Solar and Wind Electricity

In the 1980s, in Mudgee, and indeed across Australia, little was known or expected about the use of solar generated electricity. Wind generated electricity had been tried a generation or two ago, with 32 volt generators on isolated farms, mostly installed by a company caled Quirks.

But photovoltaic solar electricity panels were new, mostly used in isolated outback water pumping situations.

In the 1970s, many farms cut off 25acre blocks of land to sell to Mudgee immigrants from Sydney and other places. The blocks were without electricity, often in rough, isolated and rugged areas. Getting the power on could cost anything up to $20,000.

The Simmonds family first bought their 25 acre block in Mudgee in the mid 1970s. They sold up their house in Sydney and moved into a garage while they built a new home. The family used a generator in the garage, but on investigating the power supply for their house, were quoted $9,000 just to put the power on. Then there was a stiff service fee every quarter for reading the metre on top of one of the highest electricity charges in the state.


The family decided to investigate other sources of power, and approached Quirks and Solarex in Sydney, Quirks for wind powered electricity, Solarex for solar generated electricity. They had spoken to one man from Maitland Bar, Carl Maikin, who was using one solar panel to run a 12 volt black and white television and a light.


Advisors at Solarex saw no reason why solar panels could not run a whole household. They supplied eight  37 watt panels which were wired in with a 24 volt wind generator from Quirks, leaving one system to back up the other. The family already had their generator in case of emergency. The Simmonds family believe they were the first in Australia to pioneer the use of solar and wind energy to supply the power for a whole house. This was in 1981, but if there is someone else, please let us know. The family had an inverter for 240 volt appliances, washing machine, vacuum cleaner etc.

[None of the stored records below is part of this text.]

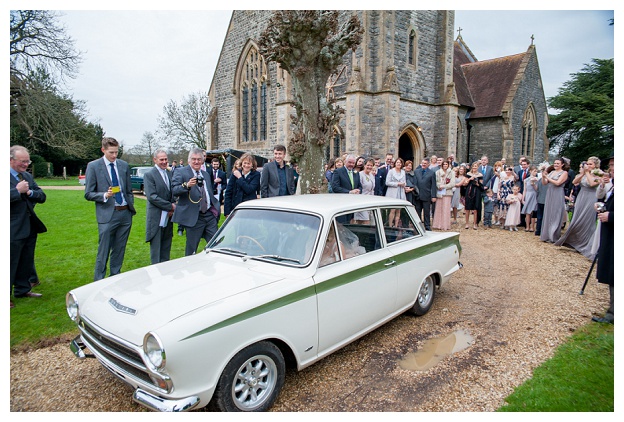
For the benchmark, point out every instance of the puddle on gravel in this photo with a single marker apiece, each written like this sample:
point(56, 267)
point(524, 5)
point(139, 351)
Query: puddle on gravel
point(436, 349)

Word spread amongst the ‘blockies’ of Mudgee region, and people came from everywhere to see and talk about the natural electricity. So the Simmonds family became agents for both Solarex and Quirks, forming their own small business, and attended the Mudgee Small Farm Field Days to educate people on the new electricity system. Hundreds of families on small blocks around Mudgee adopted th new form of energy source. From that time on many small farms used solar and/or wind energy for their electrical needs.

The Simmonds family liaised with Government Departments, major appliance manufacturers and Solarex to improve the system, leading to the five star rating for white good appliances and improved insulation and drawer access for fridges and freezers. Many 12 and 24 volt appliances were imported to provide 12/24 volt freezers and other appliances, often incorporating marine equipment for household use. Thence began 12 volt camping equipment, including small 12 volt fridges.


At that time, a system needing under 300 watts at any given time could be supplied at 12 volt; a system needing more than 300 watts would need a 24 volt system.


To work out a system:

Add up how many watt hours per day needed for the 12 volt appliances.

Add how many watt hours per day needed for the 240 volt appliances.

Multiply the 240 volt watt hours by 1.2 to cater for inverter losses.


Divide the daily watt hours by 12 to get the amp hours per day.

Multiply the amp hours by 1.2 to cater for battery losses.

Divide the amp hours per day after battery losses by 5.5, which is the peak expected sun hours averaged over a week).

Then divide the result by the output of the panels, 2.75 amps.

The result should be the number of panels needed. Take any decimal points up to the next panel.



12 volt lighting = 20 watts times 3 lights times 5 hours per night (in winter).

= 300 watts.

Plus 240 volt TV at 300 watts for 2 hours per day = 300 x 2 = 600 watts x 1.2 (inverter losses) = 720 watts.

Add the two to get the daily needs. = 1020 watts.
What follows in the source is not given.